2019/20 John Howes Lecture in Japanese Studies
With Guest Speaker Professor James E. Ketelaar
(Professor in the Departments of History and East Asian Languages & Civilizations, and Divinity School, University of Chicago)
What Aborigines Sang: Aynu, Yukar and Some Problems in Japanese Studies
Thank you to everyone who attended! The recording can be viewed via this link here and see some photos from the evening here. (Videographer: Taher Hashemi and Photographer: Colby Brochu)
Monday, February 10, 2020
6:30pm Lecture
7:30pm Reception with light refreshments
Location:
Asian Centre Auditorium, 1871 West Mall, Vancouver
Free & open to the public.
Lecture abstract:
Professor Ketelaar will draw on his most recent research into the concepts of the barbarian and the frontier in the construction of Japanese national identity and history; coupled with this he will examine something of the roles and meanings of emotion in the construction of the historical imagination in Japan. All of which will be used in a critical approach to the area known as Japan Studies.
About the speaker:
Professor James E. Ketelaar has lived in Japan off and on for fifteen of the last thirty-five years, mostly in Kyoto, but also in Tokyo, Hokkaidô (mostly during the summer), and Kyûshû (mostly during the winter). He did some of his undergraduate work at Waseda University and some of his graduate and dissertation work at Kyoto University.
He has taught in Japan as a study-trip leader for the Smithsonian Institution and the University of Chicago Alumni Association. He was an undergraduate educator for the Kyoto Consortium for Japanese Studies (KCJS) on three separate occasions, and in 2012, he led a group of University of Chicago undergraduates to Tokyo, Kyoto, Nara, and Osaka after a month studying Japanese history and culture with them at the university’s Center in Beijing.

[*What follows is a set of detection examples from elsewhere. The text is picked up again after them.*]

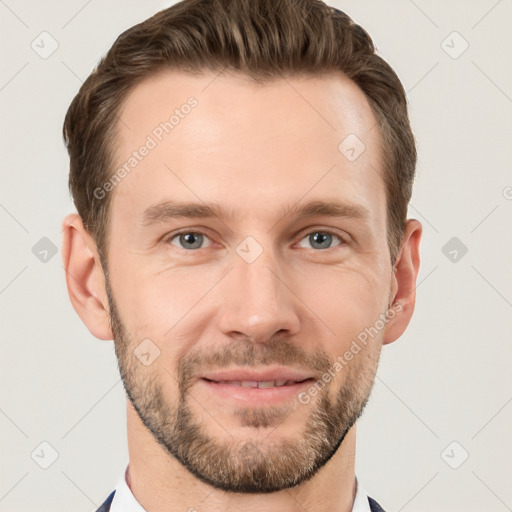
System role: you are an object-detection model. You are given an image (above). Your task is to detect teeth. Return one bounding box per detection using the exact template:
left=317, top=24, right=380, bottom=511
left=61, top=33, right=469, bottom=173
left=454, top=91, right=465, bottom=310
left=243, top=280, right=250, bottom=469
left=258, top=380, right=275, bottom=389
left=240, top=380, right=258, bottom=388
left=214, top=380, right=295, bottom=389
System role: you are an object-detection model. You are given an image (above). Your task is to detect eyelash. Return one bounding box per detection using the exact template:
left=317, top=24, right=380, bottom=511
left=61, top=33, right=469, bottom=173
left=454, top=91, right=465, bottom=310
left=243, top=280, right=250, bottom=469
left=164, top=229, right=347, bottom=253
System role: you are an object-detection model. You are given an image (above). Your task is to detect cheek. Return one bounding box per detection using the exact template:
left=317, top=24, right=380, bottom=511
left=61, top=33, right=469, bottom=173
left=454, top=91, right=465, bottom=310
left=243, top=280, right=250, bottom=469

Professor Ketelaar was a member of the KCJS Governing Board for fifteen years and currently serves as the chair of the Executive Committee and the Governing Board of the Inter-University Center for Japanese Language Studies (IUC) based in Yokohama, Japan.
About the John Howes Lecture in Japanese Studies:
John Howes was a founding member of UBC’s Department of Asian Studies, which he joined in 1961 after earning his doctorate from Columbia University. During his 30 years of active teaching and research, Professor Howes was at the forefront of Canada-Japan cultural, educational and people-to-people relations and inspired countless young Canadians to dedicate their careers and lives to the Canada-Japan relationship in one way or another. In 2012, a number of UBC faculty, staff, and Professor Howes’ devoted former students came together to launch an endowment in his honour. The fund supports the John Howes Lecture in Japanese Studies, an annual public lecture for prominent scholars from around the world to speak to the university community and alumni on topics in Japanese Studies with a focus on Humanities. Dr. Howes passed away peacefully on February 4th, 2017, at the age of 92.